For venture capitalists and LPs: Rebuild hardware muscle. Allocate 20-30% of new funds to energy/infra/deeptech. Partner with Big Tech for de-risked co-investments (hyperscalers are already funding gigawatt-scale projects). Focus on proprietary technology that’s 10x better, not incremental. Look for teams that understand both physics and permitting.

For corporate strategists: Treat energy as a core competency. Accelerate on-site generation, behind-the-meter storage, and vertical integration with power providers. Model your AI roadmaps against realistic power availability, not optimistic grid projections. Lobby aggressively for regulatory reform: streamlined permitting could unlock trillions in economic value.

For institutional investors and allocators: Diversify beyond software multiples. Energy infrastructure, grid tech, nuclear (including SMRs), and advanced manufacturing now offer durable, inflation-hedged returns with real assets attached. Watch for hybrid models where private capital funds “energizers” (utilities, equipment makers) alongside builders.

For policymakers (and those who influence them): Recognize that AI’s economic upside depends on atoms. Fast-track energy projects the way we fast-tracked vaccines or broadband. The alternative is ceding leadership to jurisdictions that actually build.

The software party was fun. It created enormous value and trained a generation of operators. But AI has flipped the script: bits are now cheap; atoms are the scarce resource that will determine who scales intelligence next.

The bill is due.
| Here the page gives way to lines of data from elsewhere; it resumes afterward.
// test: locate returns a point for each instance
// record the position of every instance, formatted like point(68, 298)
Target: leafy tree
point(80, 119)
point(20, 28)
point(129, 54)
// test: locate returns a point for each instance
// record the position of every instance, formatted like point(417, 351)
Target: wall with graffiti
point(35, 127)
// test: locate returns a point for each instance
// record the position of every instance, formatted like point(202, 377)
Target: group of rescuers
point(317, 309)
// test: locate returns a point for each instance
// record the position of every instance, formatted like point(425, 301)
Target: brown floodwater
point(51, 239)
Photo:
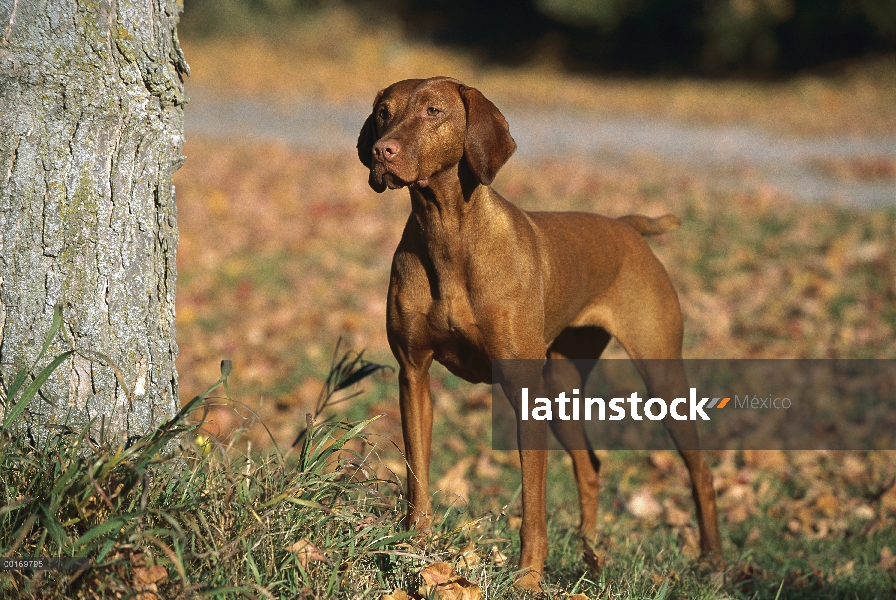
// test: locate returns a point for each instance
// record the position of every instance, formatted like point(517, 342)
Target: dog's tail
point(650, 226)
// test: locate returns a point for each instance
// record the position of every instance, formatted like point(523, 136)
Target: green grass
point(180, 514)
point(215, 522)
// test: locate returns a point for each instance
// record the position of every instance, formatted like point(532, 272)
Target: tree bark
point(91, 131)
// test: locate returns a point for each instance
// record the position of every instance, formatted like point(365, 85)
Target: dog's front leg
point(416, 423)
point(532, 443)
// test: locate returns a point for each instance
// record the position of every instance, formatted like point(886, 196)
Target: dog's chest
point(457, 340)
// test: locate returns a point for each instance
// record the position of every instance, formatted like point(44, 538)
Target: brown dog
point(475, 279)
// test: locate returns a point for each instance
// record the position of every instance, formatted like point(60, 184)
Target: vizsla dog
point(476, 279)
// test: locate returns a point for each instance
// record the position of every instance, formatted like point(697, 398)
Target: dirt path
point(855, 170)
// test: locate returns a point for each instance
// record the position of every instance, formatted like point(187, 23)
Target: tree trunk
point(91, 131)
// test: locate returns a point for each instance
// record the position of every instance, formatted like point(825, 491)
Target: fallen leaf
point(827, 504)
point(675, 517)
point(467, 557)
point(737, 513)
point(770, 461)
point(448, 585)
point(662, 460)
point(644, 505)
point(149, 576)
point(595, 558)
point(498, 557)
point(306, 551)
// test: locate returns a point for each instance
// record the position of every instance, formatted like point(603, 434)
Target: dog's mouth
point(382, 176)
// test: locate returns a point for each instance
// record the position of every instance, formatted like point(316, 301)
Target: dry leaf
point(595, 558)
point(643, 504)
point(662, 460)
point(498, 557)
point(827, 504)
point(149, 576)
point(448, 585)
point(467, 557)
point(774, 461)
point(737, 513)
point(845, 569)
point(306, 551)
point(675, 517)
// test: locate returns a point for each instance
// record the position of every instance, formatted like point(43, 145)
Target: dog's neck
point(444, 204)
point(447, 211)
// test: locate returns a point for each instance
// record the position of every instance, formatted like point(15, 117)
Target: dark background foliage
point(707, 37)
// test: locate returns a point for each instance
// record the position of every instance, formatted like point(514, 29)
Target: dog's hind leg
point(585, 344)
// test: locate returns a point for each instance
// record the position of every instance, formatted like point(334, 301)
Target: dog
point(475, 279)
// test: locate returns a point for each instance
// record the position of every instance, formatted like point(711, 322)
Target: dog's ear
point(488, 144)
point(368, 136)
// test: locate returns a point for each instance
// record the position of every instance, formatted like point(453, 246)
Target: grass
point(180, 515)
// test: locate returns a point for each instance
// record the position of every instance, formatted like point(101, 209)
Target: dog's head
point(420, 127)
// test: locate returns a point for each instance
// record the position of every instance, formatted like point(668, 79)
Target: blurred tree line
point(759, 37)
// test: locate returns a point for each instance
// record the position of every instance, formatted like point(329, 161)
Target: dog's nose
point(386, 149)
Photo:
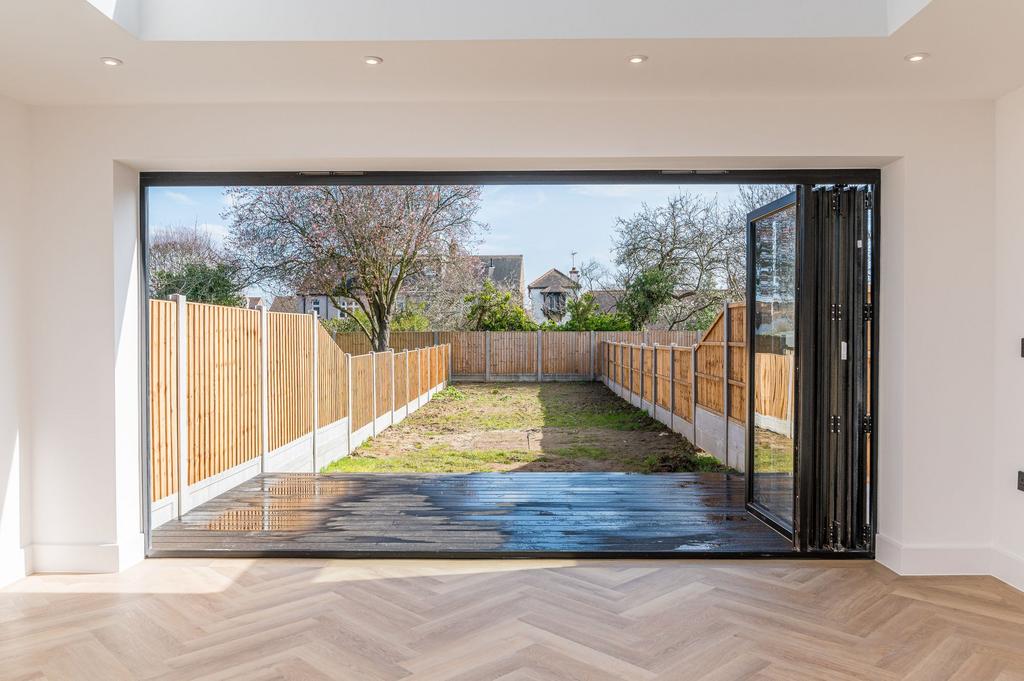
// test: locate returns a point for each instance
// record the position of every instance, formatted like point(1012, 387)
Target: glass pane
point(774, 345)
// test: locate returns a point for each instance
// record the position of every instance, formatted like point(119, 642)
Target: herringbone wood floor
point(523, 621)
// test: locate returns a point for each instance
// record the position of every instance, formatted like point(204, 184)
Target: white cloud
point(651, 192)
point(179, 197)
point(218, 232)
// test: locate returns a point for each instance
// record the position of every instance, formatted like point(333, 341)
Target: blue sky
point(544, 223)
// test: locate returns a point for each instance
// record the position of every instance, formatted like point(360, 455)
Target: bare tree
point(171, 249)
point(443, 293)
point(698, 243)
point(364, 243)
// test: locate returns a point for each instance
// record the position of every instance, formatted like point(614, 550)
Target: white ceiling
point(492, 19)
point(50, 50)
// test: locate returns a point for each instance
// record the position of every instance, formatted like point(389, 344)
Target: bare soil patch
point(527, 427)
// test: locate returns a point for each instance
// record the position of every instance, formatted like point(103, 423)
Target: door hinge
point(836, 533)
point(865, 535)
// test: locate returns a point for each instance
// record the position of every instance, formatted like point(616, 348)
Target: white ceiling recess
point(504, 19)
point(50, 50)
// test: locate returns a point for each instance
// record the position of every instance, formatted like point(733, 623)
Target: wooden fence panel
point(424, 370)
point(410, 340)
point(665, 337)
point(647, 353)
point(774, 375)
point(353, 343)
point(383, 378)
point(290, 374)
point(711, 365)
point(414, 375)
point(363, 390)
point(682, 383)
point(737, 362)
point(467, 351)
point(566, 352)
point(163, 398)
point(224, 388)
point(634, 368)
point(332, 382)
point(400, 393)
point(628, 337)
point(513, 352)
point(664, 377)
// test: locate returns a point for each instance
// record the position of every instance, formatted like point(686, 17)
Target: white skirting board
point(949, 559)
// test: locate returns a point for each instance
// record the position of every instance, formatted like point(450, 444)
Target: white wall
point(13, 445)
point(935, 421)
point(1009, 366)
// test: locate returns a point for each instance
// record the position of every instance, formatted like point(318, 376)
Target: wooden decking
point(477, 514)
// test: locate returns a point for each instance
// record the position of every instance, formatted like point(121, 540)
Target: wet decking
point(476, 514)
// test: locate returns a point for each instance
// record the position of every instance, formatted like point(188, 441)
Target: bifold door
point(809, 288)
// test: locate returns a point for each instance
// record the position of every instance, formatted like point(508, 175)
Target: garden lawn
point(478, 427)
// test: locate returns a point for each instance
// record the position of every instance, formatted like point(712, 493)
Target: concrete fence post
point(653, 380)
point(726, 334)
point(181, 372)
point(486, 355)
point(264, 387)
point(315, 383)
point(348, 400)
point(540, 356)
point(643, 348)
point(632, 363)
point(392, 385)
point(672, 385)
point(593, 358)
point(373, 391)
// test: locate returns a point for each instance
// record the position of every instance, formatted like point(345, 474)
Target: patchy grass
point(772, 453)
point(527, 427)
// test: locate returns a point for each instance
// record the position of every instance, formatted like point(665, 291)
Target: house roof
point(552, 278)
point(285, 304)
point(507, 268)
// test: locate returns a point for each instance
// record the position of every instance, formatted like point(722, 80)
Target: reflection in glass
point(774, 347)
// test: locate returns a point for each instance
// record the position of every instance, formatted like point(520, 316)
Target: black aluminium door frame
point(777, 206)
point(806, 176)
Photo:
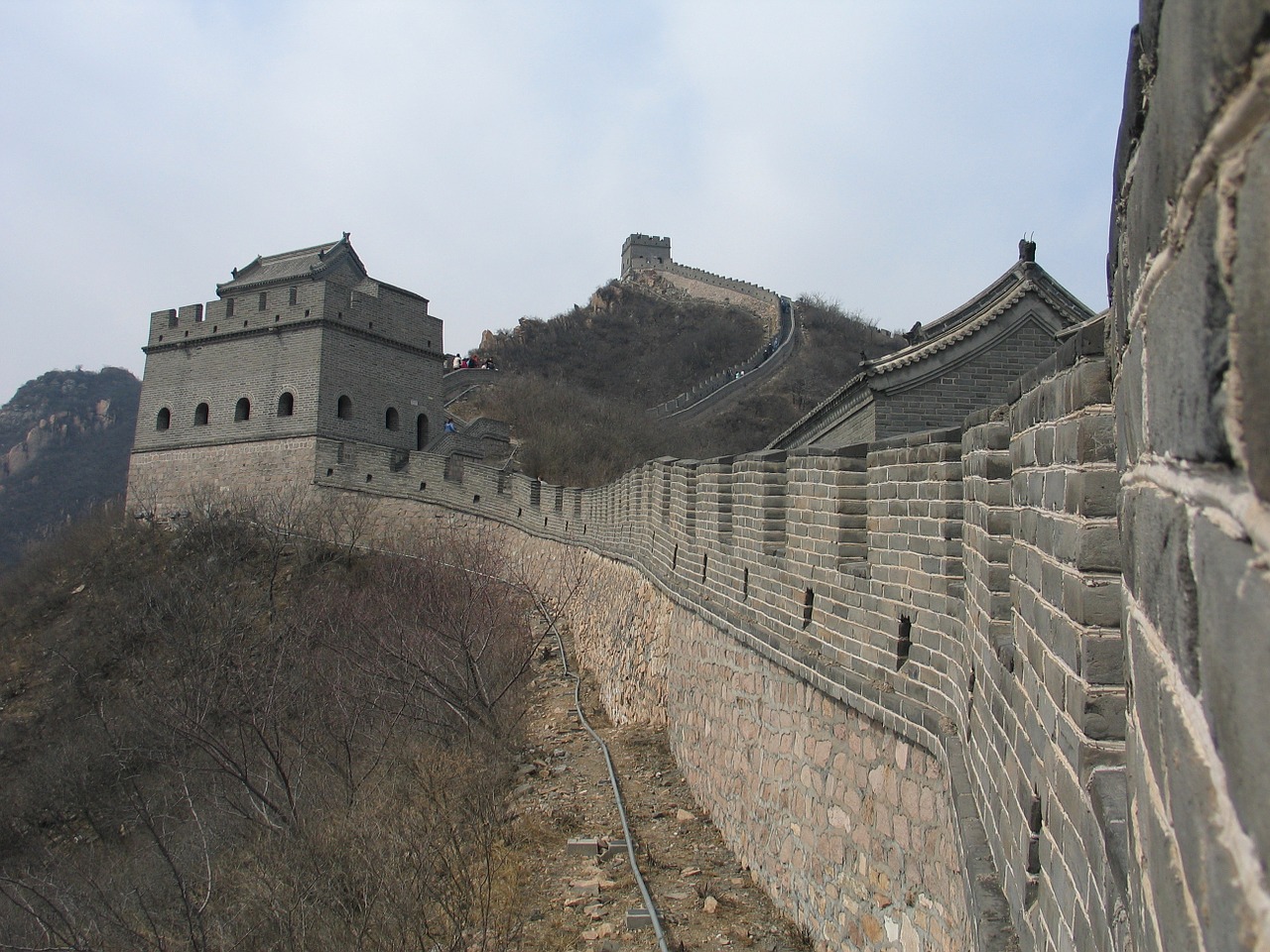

Pay it wisely and the next wave of Silicon Valley-scale fortunes will belong to those who remember how to build in the physical world.

Frequently Asked Questions

? Why is AI forcing a shift from software to hardware?

Software is becoming commoditized through AI-driven development, eroding traditional moats. Simultaneously, scaling AI requires massive amounts of energy and physical infrastructure, making “atoms” the new scarce and valuable resource.

? What was the 'Cleantech Burn' and how did it affect VC?

Between 2006 and 2011, VCs lost billions in clean energy startups due to high capex and regulatory risks. This trauma led to a decade-long addiction to low-risk software bets, which is now being challenged by the physical requirements of the AI era.

? What should investors do to adapt to the 'Atoms' era?

Investors should reallocate capital toward energy, infrastructure, and deep-tech. This involves developing expertise in physical systems, permitting, and partnering with hyperscalers for de-risked infrastructure projects.